Here’s the good news: Unlike the summers of long ago, when I would cart the four of them to the beach early each day — our cooler packed with crustless sandwiches and juice boxes — the three older kids will be pretty busy this summer. There are internships, babysitting jobs, classes and the gym to keep them all pretty busy and out of my hair.

And for the first time in a few years, I don’t have to cobble together sports camps and babysitters to farm my youngest guy out while I worked from home during the summer. With no job on the horizon, I get to spend my summer on the beach with him, letting him surf and swim with all his friends in town while I try to get through the tower of books on my nightstand.

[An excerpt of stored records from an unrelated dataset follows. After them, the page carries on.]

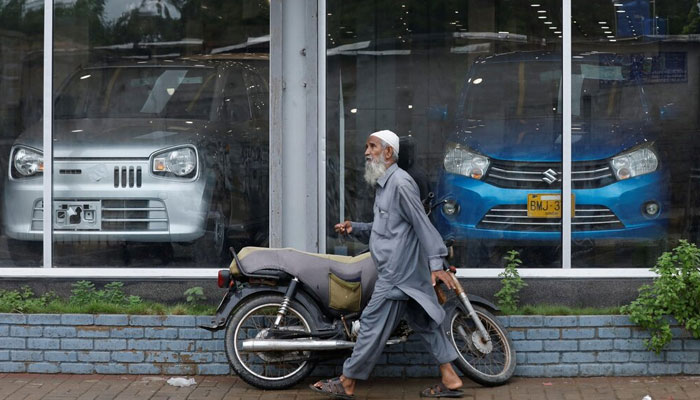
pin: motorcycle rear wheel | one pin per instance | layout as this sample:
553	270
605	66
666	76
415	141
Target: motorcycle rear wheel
267	370
488	365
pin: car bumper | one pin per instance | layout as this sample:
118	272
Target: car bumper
612	212
151	209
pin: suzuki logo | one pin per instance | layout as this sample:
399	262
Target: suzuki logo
550	176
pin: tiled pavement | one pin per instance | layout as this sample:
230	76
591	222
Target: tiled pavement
104	387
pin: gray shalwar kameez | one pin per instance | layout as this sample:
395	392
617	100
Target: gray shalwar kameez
403	243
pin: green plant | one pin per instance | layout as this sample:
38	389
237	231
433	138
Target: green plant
511	283
195	295
23	300
674	292
84	293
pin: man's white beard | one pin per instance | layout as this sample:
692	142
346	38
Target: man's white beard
374	169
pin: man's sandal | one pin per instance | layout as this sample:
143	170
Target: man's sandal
440	390
333	388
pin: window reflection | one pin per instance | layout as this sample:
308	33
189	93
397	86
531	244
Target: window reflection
160	134
473	88
634	116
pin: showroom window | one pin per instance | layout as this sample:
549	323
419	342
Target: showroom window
500	141
563	129
158	136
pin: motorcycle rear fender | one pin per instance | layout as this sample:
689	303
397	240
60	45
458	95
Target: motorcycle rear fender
237	296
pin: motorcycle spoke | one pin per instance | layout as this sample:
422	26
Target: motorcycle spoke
270	365
491	363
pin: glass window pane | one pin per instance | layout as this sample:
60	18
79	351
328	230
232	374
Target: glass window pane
635	122
474	90
22	68
160	132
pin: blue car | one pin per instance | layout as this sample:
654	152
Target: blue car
502	171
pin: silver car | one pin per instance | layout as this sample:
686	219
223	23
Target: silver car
170	151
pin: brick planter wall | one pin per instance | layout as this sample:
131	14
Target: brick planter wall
173	345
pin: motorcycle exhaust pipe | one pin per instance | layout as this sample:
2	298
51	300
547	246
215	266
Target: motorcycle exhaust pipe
294	345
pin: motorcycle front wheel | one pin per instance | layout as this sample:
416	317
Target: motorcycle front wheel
268	370
487	363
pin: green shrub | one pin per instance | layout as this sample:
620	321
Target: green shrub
84	293
511	282
23	300
675	292
86	299
194	295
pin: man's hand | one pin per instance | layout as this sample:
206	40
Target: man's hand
444	277
344	228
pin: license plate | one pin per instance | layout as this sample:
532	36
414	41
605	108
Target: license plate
546	205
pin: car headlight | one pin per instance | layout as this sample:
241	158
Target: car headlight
461	161
181	162
637	162
26	162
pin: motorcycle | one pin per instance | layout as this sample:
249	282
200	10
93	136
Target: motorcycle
284	310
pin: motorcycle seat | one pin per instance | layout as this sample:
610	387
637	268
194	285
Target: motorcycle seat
312	269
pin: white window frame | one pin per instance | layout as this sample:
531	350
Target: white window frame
48	271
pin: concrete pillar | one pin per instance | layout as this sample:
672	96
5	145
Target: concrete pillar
294	134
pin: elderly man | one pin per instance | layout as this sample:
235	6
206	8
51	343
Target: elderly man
408	252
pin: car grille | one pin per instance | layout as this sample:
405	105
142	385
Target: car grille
127	177
134	215
514	218
547	175
119	215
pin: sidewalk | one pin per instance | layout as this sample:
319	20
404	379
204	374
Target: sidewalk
129	387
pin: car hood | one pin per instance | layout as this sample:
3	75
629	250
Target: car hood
541	140
109	138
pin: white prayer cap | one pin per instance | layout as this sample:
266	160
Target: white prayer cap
390	138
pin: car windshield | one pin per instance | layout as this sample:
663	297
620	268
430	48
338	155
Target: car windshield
532	90
133	92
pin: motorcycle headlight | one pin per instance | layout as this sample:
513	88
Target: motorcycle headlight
637	162
181	162
459	160
26	162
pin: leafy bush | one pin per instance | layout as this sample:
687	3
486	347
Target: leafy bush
84	293
511	282
674	292
194	295
23	300
86	299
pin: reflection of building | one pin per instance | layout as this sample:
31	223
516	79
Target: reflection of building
379	64
637	18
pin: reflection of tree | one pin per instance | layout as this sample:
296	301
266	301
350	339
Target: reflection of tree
15	16
79	16
140	25
693	22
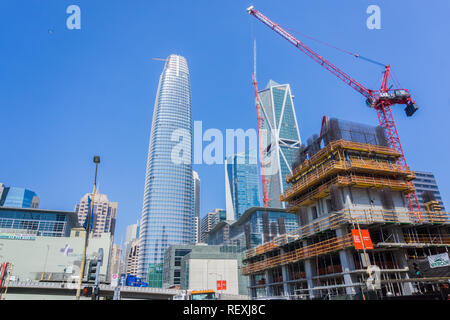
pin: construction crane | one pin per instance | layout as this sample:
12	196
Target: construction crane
259	111
381	100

I figure that over time, with some of the kids graduating and moving back to the nest after college and others just leaving, all four of the kids will at some point have the opportunity to discover the joy of living in a reduced family. They’ll experience the dinner table set for just two or three people, never having to wait their turn to do laundry and having a quart of milk last longer than one day.

But maybe those birds out back know something I don’t because they really don’t seem to stick around once their nest empties out. One day they’re carrying on, squawking and pooping all over the place, and the next day they’re gone. It’s like they just pull up stakes over night.

I think it’s just going to take a while for me to find out whether they are onto something.